Este último aspecto merece especial destaque, pois representou a definitiva extirpação do estigma que perseguiu durante a história os chamados "filhos ilegítimos" ou "espúrios", a fim de proclamar a igualdade entre todas as "classes" de filhos, sejam eles havidos ou não na constância do vínculo matrimonial.
Tal conquista veio esculpida pelo § 6º do art. 227, da Constituição Federal de 1988, o qual dispõe:
Art. 227. [...]
[...]
§ 6º Os filhos, havidos ou não da relação do casamento, ou por adoção, terão os mesmos direitos e qualificações, proibidas quaisquer designações discriminatórias relativas à filiação.
A Lei nº 7.841/89, de 17/10/89, norteada pelos princípios constitucionais, revogou o art. 358 do Código Civil de 1916, o qual vedava o reconhecimento dos filhos adulterinos e incestuosos.
O Estatuto da Criança e do Adolescente (Lei nº 8.069/90, de 13/07/90) teve sua gênese nos princípios e postulados constitucionais relativos ao novo estado de filiação.
Em que pese o direito à investigação do estado de filiação houvesse sido previsto e garantido por nosso Texto Maior, em seu art. 227, § 6º, sendo portanto suficiente a extirpar qualquer entendimento em contrário, o legislador infraconstitucional veio corroborar tal princípio, através de legislação especial, pelo que dispôs o art. 27 do ECA:
Art. 27. O reconhecimento do estado de filiação é direito personalíssimo, indisponível e imprescritível, podendo ser exercitado contra os pais ou seus herdeiros, sem qualquer restrição, observado o segredo de Justiça.
A Lei nº 8.560/92, de 29/12/92, representa enorme conquista no campo do reconhecimento dos filhos havidos fora da relação matrimonial.
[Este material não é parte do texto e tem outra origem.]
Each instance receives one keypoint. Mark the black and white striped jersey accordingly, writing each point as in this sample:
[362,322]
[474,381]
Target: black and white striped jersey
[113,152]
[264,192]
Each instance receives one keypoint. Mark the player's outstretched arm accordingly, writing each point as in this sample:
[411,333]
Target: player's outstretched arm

É garantido a estes o reconhecimento, sem qualquer espécie de obstáculo, sendo prevista até mesmo a averiguação oficiosa da paternidade (nos casos de filhos reconhecidos apenas pela mãe), bem como a possibilidade de o Ministério Público intentar ação investigatória de paternidade.
Assim, fecha-se o ciclo evolutivo da legislação pátria no que tange ao estado de filiação extramatrimonial, eis que reconhecidos aos filhos extraconjugais todos os direitos de filiação, fundando-se para tanto, mormente, nos princípios da igualdade, da dignidade da pessoa humana e do maior interesse da criança.